Monday, August 25, 2014

Villain punishment in other countries

I collected stories from a few international villains. After hearing most of them, I concluded two things. First, that I didn't want to talk about law enforcement in other countries, because I clearly don't have enough information to give sound advice. Second, American villains are lucky sons of bitches.

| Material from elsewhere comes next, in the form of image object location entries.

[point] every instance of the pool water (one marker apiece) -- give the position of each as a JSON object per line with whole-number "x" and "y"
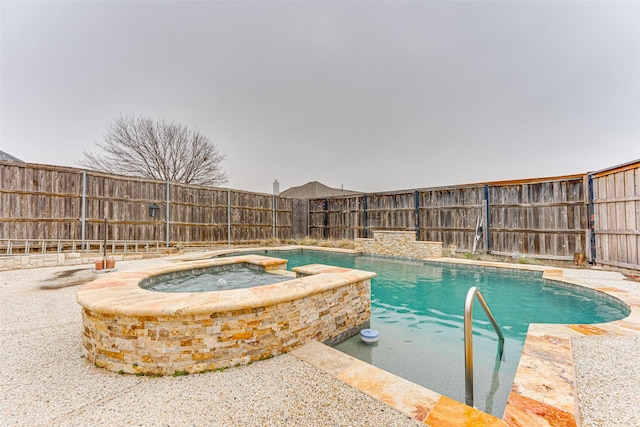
{"x": 219, "y": 278}
{"x": 418, "y": 309}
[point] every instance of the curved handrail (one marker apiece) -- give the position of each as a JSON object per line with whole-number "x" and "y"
{"x": 472, "y": 293}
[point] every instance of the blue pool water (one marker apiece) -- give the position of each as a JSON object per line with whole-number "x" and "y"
{"x": 218, "y": 278}
{"x": 418, "y": 309}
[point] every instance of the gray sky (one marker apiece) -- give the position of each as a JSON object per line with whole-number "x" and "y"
{"x": 374, "y": 96}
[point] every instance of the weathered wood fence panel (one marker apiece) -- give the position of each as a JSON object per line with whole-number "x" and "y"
{"x": 615, "y": 197}
{"x": 50, "y": 202}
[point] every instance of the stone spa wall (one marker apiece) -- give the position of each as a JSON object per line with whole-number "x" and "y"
{"x": 131, "y": 330}
{"x": 398, "y": 244}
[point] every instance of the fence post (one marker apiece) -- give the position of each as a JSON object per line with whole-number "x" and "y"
{"x": 309, "y": 217}
{"x": 364, "y": 215}
{"x": 592, "y": 221}
{"x": 167, "y": 230}
{"x": 417, "y": 214}
{"x": 325, "y": 232}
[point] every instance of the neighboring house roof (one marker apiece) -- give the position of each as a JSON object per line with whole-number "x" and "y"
{"x": 6, "y": 157}
{"x": 313, "y": 190}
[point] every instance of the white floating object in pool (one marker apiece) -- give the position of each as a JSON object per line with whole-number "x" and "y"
{"x": 369, "y": 335}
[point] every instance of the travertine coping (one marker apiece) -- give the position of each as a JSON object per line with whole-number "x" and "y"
{"x": 133, "y": 330}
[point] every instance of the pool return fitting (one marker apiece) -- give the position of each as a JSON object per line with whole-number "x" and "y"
{"x": 472, "y": 293}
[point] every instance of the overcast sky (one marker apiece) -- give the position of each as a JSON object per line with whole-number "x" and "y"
{"x": 373, "y": 96}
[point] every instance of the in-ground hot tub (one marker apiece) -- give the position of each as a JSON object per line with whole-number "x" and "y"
{"x": 133, "y": 330}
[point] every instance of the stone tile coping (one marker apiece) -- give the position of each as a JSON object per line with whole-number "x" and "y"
{"x": 119, "y": 293}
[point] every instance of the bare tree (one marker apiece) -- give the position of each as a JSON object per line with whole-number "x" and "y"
{"x": 140, "y": 146}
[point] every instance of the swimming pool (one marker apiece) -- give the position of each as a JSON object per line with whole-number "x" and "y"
{"x": 417, "y": 308}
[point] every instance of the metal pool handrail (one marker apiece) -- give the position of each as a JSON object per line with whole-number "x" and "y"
{"x": 468, "y": 339}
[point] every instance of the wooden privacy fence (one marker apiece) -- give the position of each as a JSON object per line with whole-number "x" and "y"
{"x": 48, "y": 202}
{"x": 597, "y": 214}
{"x": 594, "y": 214}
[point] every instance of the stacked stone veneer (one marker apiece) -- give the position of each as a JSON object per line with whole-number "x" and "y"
{"x": 213, "y": 330}
{"x": 400, "y": 244}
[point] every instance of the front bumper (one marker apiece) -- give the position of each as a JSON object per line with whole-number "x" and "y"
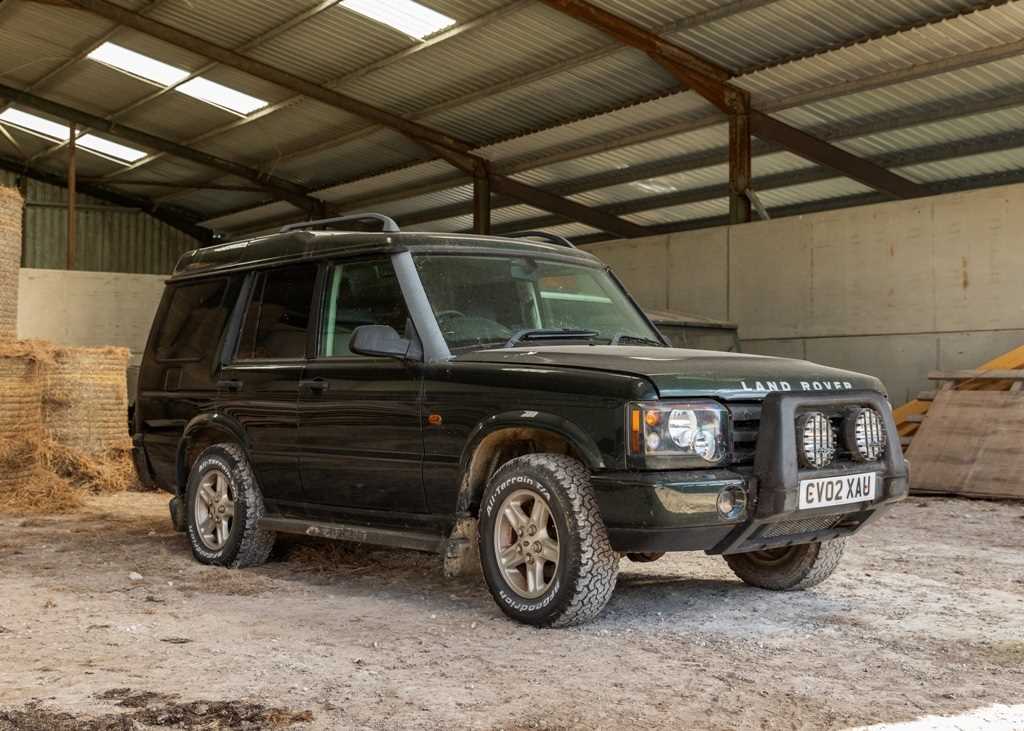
{"x": 677, "y": 511}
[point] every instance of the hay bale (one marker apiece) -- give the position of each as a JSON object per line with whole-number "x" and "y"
{"x": 10, "y": 259}
{"x": 85, "y": 416}
{"x": 26, "y": 485}
{"x": 85, "y": 399}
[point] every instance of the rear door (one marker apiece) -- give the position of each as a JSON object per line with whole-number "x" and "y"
{"x": 259, "y": 387}
{"x": 359, "y": 417}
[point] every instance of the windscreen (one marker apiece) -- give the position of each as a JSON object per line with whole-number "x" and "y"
{"x": 488, "y": 300}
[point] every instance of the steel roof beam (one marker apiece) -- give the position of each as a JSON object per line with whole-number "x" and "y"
{"x": 706, "y": 159}
{"x": 931, "y": 154}
{"x": 830, "y": 204}
{"x": 170, "y": 216}
{"x": 358, "y": 73}
{"x": 81, "y": 53}
{"x": 697, "y": 19}
{"x": 284, "y": 189}
{"x": 866, "y": 84}
{"x": 454, "y": 151}
{"x": 152, "y": 96}
{"x": 711, "y": 81}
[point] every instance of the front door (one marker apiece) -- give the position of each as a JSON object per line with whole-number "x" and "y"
{"x": 259, "y": 387}
{"x": 359, "y": 417}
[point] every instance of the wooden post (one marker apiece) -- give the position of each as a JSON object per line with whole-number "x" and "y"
{"x": 739, "y": 166}
{"x": 71, "y": 197}
{"x": 481, "y": 200}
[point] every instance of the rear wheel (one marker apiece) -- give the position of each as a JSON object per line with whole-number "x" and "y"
{"x": 790, "y": 568}
{"x": 224, "y": 506}
{"x": 544, "y": 548}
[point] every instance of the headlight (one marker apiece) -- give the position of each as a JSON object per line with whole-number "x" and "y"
{"x": 667, "y": 435}
{"x": 865, "y": 435}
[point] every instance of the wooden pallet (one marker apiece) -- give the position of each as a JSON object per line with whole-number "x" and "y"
{"x": 970, "y": 444}
{"x": 988, "y": 377}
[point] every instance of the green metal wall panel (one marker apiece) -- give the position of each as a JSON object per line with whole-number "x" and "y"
{"x": 110, "y": 238}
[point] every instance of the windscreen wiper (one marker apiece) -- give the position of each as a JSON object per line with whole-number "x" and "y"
{"x": 541, "y": 334}
{"x": 626, "y": 337}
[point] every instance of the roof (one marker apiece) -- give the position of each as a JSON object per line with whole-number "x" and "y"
{"x": 928, "y": 89}
{"x": 304, "y": 245}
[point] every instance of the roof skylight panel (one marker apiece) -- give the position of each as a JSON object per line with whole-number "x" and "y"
{"x": 157, "y": 72}
{"x": 138, "y": 65}
{"x": 407, "y": 15}
{"x": 219, "y": 95}
{"x": 110, "y": 148}
{"x": 37, "y": 125}
{"x": 57, "y": 132}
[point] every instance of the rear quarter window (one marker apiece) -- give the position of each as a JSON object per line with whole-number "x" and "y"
{"x": 194, "y": 320}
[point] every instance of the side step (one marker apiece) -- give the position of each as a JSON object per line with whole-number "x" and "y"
{"x": 429, "y": 543}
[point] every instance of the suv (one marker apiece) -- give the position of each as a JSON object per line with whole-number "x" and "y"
{"x": 502, "y": 401}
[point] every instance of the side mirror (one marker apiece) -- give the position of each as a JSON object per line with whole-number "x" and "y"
{"x": 383, "y": 341}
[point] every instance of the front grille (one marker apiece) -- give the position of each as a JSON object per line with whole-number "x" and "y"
{"x": 796, "y": 527}
{"x": 747, "y": 422}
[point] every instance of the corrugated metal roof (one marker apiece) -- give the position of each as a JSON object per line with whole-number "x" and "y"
{"x": 551, "y": 100}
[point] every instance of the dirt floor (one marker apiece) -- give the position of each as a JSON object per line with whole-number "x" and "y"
{"x": 105, "y": 622}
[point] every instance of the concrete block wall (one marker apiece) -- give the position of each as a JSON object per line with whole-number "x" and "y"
{"x": 895, "y": 290}
{"x": 89, "y": 308}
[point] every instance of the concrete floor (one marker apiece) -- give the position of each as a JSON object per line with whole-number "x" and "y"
{"x": 105, "y": 622}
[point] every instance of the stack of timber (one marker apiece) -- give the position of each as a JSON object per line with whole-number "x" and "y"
{"x": 965, "y": 437}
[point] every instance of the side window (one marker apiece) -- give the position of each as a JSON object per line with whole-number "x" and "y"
{"x": 278, "y": 315}
{"x": 194, "y": 320}
{"x": 359, "y": 293}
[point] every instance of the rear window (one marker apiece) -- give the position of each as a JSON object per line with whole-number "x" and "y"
{"x": 278, "y": 315}
{"x": 194, "y": 320}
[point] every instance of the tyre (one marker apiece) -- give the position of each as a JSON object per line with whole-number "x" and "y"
{"x": 544, "y": 548}
{"x": 648, "y": 557}
{"x": 223, "y": 507}
{"x": 791, "y": 568}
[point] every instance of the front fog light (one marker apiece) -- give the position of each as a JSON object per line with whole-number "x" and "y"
{"x": 815, "y": 439}
{"x": 731, "y": 502}
{"x": 865, "y": 434}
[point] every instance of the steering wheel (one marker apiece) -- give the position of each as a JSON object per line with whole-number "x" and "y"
{"x": 445, "y": 313}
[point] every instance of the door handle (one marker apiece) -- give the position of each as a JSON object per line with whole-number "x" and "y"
{"x": 316, "y": 385}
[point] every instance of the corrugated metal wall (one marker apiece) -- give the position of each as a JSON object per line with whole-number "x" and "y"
{"x": 110, "y": 239}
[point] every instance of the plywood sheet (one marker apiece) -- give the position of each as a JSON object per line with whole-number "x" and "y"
{"x": 971, "y": 443}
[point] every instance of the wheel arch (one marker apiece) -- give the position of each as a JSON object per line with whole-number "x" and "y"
{"x": 511, "y": 434}
{"x": 203, "y": 431}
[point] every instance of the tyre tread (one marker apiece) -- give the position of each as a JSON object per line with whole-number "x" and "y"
{"x": 598, "y": 562}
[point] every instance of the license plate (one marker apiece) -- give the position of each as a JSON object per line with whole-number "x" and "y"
{"x": 842, "y": 489}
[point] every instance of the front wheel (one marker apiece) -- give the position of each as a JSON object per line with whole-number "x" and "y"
{"x": 544, "y": 548}
{"x": 223, "y": 508}
{"x": 790, "y": 568}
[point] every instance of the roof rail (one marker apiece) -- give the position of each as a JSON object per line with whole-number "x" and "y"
{"x": 387, "y": 223}
{"x": 550, "y": 238}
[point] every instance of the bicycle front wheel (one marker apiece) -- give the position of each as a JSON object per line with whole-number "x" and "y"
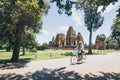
{"x": 73, "y": 59}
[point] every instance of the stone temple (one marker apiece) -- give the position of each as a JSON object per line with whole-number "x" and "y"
{"x": 69, "y": 40}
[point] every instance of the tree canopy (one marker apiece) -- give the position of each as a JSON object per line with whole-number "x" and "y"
{"x": 116, "y": 28}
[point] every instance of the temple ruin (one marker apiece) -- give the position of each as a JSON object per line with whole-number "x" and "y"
{"x": 100, "y": 43}
{"x": 69, "y": 40}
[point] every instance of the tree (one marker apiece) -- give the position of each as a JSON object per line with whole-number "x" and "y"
{"x": 116, "y": 28}
{"x": 16, "y": 16}
{"x": 28, "y": 41}
{"x": 92, "y": 19}
{"x": 111, "y": 43}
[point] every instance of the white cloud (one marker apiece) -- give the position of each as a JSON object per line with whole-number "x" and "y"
{"x": 77, "y": 17}
{"x": 44, "y": 32}
{"x": 111, "y": 7}
{"x": 108, "y": 8}
{"x": 64, "y": 28}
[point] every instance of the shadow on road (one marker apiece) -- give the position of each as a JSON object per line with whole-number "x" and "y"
{"x": 60, "y": 74}
{"x": 8, "y": 65}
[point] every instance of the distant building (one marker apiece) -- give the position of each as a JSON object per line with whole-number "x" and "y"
{"x": 70, "y": 40}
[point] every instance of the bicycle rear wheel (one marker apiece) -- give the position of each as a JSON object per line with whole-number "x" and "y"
{"x": 83, "y": 57}
{"x": 73, "y": 59}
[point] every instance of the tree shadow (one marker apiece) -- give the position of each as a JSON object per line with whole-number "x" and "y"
{"x": 8, "y": 65}
{"x": 60, "y": 74}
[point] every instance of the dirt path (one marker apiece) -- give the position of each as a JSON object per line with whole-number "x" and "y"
{"x": 94, "y": 66}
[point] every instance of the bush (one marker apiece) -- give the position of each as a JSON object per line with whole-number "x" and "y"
{"x": 34, "y": 50}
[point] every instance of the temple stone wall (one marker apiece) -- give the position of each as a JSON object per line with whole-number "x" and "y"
{"x": 100, "y": 44}
{"x": 70, "y": 40}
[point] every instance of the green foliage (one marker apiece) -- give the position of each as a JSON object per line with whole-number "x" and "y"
{"x": 116, "y": 28}
{"x": 111, "y": 43}
{"x": 34, "y": 50}
{"x": 102, "y": 37}
{"x": 17, "y": 17}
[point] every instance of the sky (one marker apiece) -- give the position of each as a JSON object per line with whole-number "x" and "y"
{"x": 54, "y": 23}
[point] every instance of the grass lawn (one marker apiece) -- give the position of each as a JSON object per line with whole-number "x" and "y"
{"x": 44, "y": 55}
{"x": 39, "y": 55}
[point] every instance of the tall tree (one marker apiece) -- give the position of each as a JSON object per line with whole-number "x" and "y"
{"x": 116, "y": 28}
{"x": 16, "y": 16}
{"x": 92, "y": 17}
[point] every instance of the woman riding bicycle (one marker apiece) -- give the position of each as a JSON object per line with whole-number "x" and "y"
{"x": 80, "y": 49}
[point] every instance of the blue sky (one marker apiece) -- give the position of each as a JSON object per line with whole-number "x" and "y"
{"x": 54, "y": 23}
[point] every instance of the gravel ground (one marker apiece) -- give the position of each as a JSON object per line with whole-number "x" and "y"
{"x": 102, "y": 67}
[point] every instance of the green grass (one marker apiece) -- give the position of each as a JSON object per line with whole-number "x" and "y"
{"x": 39, "y": 55}
{"x": 45, "y": 55}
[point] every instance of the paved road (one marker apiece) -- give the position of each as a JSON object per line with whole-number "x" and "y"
{"x": 95, "y": 65}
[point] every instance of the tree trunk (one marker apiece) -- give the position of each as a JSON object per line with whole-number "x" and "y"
{"x": 90, "y": 43}
{"x": 17, "y": 44}
{"x": 16, "y": 50}
{"x": 23, "y": 51}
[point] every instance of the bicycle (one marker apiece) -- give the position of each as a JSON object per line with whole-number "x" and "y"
{"x": 75, "y": 59}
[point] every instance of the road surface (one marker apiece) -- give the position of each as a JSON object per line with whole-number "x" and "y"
{"x": 102, "y": 67}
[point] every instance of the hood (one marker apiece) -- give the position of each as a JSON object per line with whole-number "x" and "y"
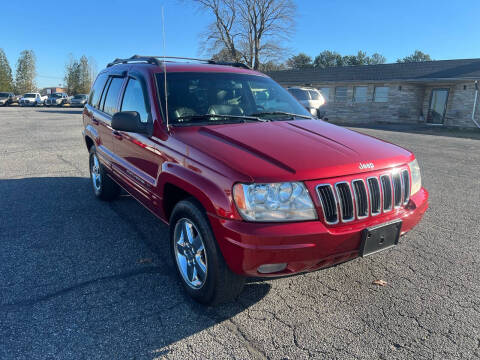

Let's run down a few of the alternatives.

Oubliette

In eastern Europe, a group of powerful heroes found a way around the Hashmal process. Rather than trying to hurt their villains to death and risk empowering them further, they pitched them into abandoned salt mines and sealed them away under thousands of tons of material. This didn't directly injure the villains - physically - but those guys are essentially trapped in living tombs miles under the earth. That's just mean, man.

Forced labor

Some villains (and for that matter, some heroes and unaligned civilian supers) are put to work as living engines or tools - those with heat or electrical powers are chained into devices which can harness their output, for example. There's a few heroes who have chosen to walk away from Omelas and criticize this practice, but for the most part, nobody cares - villains are villains, right?

Depowerment and execution

Power-suppression drugs aren't just used in America, or for making it safe to jail a super. In some places, they're used as a prelude to execution of villains. The worst part is that the bodies of the condemned are then handed over to scientists and researchers for experimentation.